14.9k views
5 votes
In a 401(k), the contributions are tax deductible, and income generated by the account is:

a. Taxable when deposited
b. Tax-free when withdrawn at retirement
c. Both taxable when deposited and when withdrawn
d. Neither taxable when deposited nor when withdrawn

1 Answer

6 votes

Final answer:

In a 401(k) plan, contributions are tax deductible, and the income generated is taxable upon withdrawal at retirement, known as tax deferral. It is a type of defined contribution plan, where taxes on both contributions and gains are deferred.

Step-by-step explanation:

Regarding the tax implications of a 401(k) plan, the correct answer is that the contributions are tax deductible, and the income generated by the account is taxable when it is withdrawn at retirement. This is known as tax deferral. Specifically, for a 401(k) plan, the funds an employee contributes are not subject to income tax at the time of deposit. Instead, both the initial contributions and the investment gains are taxed when the employee takes distributions, typically during retirement. This tax arrangement encourages saving by deferring taxes until the funds are withdrawn.

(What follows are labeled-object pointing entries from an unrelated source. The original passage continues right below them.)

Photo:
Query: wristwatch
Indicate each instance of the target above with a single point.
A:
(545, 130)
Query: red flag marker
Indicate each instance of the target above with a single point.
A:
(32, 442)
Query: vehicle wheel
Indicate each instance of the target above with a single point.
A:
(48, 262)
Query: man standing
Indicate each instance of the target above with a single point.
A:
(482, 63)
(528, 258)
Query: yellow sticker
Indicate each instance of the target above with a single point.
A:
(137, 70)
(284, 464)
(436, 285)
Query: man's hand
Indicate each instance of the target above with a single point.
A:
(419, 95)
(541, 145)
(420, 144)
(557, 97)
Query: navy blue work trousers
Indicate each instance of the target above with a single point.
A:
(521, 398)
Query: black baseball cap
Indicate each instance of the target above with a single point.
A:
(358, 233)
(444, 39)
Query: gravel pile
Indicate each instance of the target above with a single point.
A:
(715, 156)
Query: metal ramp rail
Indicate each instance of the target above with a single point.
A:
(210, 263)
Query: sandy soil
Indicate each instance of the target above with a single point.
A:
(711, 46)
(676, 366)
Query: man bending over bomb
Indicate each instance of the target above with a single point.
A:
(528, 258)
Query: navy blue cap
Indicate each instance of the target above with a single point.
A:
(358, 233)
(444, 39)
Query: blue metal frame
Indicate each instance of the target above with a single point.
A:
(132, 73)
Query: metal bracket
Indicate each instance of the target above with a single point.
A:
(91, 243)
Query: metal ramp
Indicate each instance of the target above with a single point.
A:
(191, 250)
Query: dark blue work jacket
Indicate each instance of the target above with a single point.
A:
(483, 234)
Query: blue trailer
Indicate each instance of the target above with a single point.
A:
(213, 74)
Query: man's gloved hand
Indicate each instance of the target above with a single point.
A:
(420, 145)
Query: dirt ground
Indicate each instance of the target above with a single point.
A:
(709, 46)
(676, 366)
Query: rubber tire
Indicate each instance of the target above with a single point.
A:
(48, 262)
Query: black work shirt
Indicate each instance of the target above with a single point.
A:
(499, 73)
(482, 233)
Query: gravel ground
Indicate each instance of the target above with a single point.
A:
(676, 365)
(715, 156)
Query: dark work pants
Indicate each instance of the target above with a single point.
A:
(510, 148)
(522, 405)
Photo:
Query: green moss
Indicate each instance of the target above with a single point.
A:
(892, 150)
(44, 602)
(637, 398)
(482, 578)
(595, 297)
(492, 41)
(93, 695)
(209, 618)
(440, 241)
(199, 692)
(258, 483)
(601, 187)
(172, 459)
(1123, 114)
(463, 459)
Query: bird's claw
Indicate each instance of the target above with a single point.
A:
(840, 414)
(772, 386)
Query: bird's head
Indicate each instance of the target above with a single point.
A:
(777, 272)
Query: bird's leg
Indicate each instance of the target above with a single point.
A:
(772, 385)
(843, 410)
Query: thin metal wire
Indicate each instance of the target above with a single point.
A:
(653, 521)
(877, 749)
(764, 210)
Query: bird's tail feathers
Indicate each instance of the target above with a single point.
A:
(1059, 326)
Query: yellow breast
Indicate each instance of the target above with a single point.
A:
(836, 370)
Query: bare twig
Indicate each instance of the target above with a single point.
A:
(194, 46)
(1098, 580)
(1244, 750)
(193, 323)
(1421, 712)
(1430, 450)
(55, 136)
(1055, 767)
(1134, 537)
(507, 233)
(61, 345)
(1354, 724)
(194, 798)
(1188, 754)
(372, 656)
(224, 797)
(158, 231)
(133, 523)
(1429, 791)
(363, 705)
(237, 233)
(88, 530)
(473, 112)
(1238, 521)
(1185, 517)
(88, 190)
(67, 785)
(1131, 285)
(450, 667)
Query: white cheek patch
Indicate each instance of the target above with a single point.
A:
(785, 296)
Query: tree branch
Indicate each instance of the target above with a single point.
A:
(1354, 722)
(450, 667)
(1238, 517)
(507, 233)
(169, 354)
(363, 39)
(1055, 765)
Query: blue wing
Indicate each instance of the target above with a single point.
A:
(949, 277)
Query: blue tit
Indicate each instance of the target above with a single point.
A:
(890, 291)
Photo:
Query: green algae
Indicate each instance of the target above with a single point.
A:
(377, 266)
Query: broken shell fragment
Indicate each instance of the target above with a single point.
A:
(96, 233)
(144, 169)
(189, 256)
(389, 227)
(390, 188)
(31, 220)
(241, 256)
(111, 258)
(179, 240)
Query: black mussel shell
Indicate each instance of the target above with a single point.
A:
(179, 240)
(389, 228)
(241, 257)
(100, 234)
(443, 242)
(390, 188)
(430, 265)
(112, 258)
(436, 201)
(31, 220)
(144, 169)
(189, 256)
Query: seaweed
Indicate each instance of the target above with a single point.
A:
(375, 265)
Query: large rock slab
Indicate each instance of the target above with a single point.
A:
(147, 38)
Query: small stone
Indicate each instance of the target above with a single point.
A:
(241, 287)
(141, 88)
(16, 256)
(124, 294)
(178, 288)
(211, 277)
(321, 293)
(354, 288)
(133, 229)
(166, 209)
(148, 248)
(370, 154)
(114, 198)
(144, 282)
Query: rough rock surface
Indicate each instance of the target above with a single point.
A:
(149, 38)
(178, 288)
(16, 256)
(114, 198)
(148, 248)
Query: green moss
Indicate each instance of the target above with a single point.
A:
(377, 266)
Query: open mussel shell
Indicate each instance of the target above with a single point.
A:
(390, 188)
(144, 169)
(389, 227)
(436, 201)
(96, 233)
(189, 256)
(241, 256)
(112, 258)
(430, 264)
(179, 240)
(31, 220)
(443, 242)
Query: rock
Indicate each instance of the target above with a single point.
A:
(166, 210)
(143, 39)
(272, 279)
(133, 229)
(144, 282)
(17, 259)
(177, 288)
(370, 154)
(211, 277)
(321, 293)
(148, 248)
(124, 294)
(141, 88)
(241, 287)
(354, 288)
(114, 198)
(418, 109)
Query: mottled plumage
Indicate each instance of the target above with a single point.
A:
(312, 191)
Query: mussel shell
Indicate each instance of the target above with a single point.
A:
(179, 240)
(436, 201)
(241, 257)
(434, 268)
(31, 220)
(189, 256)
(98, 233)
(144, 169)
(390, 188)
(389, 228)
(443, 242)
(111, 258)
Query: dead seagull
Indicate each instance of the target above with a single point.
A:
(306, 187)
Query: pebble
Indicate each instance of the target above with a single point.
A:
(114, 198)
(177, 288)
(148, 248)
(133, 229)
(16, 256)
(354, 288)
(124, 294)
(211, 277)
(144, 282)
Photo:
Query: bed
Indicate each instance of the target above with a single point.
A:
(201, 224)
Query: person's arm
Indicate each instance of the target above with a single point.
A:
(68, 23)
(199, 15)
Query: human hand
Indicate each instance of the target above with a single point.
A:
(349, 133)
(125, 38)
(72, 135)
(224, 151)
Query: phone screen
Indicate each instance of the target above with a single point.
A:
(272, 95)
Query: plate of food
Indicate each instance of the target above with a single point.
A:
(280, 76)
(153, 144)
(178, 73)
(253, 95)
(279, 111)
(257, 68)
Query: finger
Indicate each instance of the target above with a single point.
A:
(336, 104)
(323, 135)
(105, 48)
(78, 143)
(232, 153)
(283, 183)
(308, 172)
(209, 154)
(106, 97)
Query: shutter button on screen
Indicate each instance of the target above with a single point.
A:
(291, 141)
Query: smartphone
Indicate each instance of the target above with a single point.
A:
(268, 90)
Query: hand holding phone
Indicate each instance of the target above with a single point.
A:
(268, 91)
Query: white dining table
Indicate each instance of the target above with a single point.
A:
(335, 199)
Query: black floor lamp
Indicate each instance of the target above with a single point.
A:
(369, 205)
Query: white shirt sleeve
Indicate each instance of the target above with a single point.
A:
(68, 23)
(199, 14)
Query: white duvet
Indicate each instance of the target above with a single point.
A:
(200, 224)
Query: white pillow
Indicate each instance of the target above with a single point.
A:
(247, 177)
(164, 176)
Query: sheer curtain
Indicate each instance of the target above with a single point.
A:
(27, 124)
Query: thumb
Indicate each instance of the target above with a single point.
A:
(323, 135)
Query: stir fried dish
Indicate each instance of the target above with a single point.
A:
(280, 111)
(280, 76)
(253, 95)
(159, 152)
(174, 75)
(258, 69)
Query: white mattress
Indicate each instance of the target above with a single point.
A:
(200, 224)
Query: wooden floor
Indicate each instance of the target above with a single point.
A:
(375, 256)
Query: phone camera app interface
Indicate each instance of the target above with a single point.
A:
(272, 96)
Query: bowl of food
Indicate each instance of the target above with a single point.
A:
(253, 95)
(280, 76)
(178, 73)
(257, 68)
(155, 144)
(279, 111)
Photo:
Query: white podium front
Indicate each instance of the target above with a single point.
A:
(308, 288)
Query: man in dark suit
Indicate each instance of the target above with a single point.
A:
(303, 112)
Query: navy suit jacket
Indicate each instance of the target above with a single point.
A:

A 401(k) is an example of a defined contribution plan, where the amount of the retirement benefit depends on how much money is contributed to the plan and the performance of the investments. Unlike pensions which are defined benefit plans that provide a predetermined amount upon retirement, 401(k)s give employees control over how their retirement savings are invested and the flexibility to carry the plan to the next employer should they change jobs.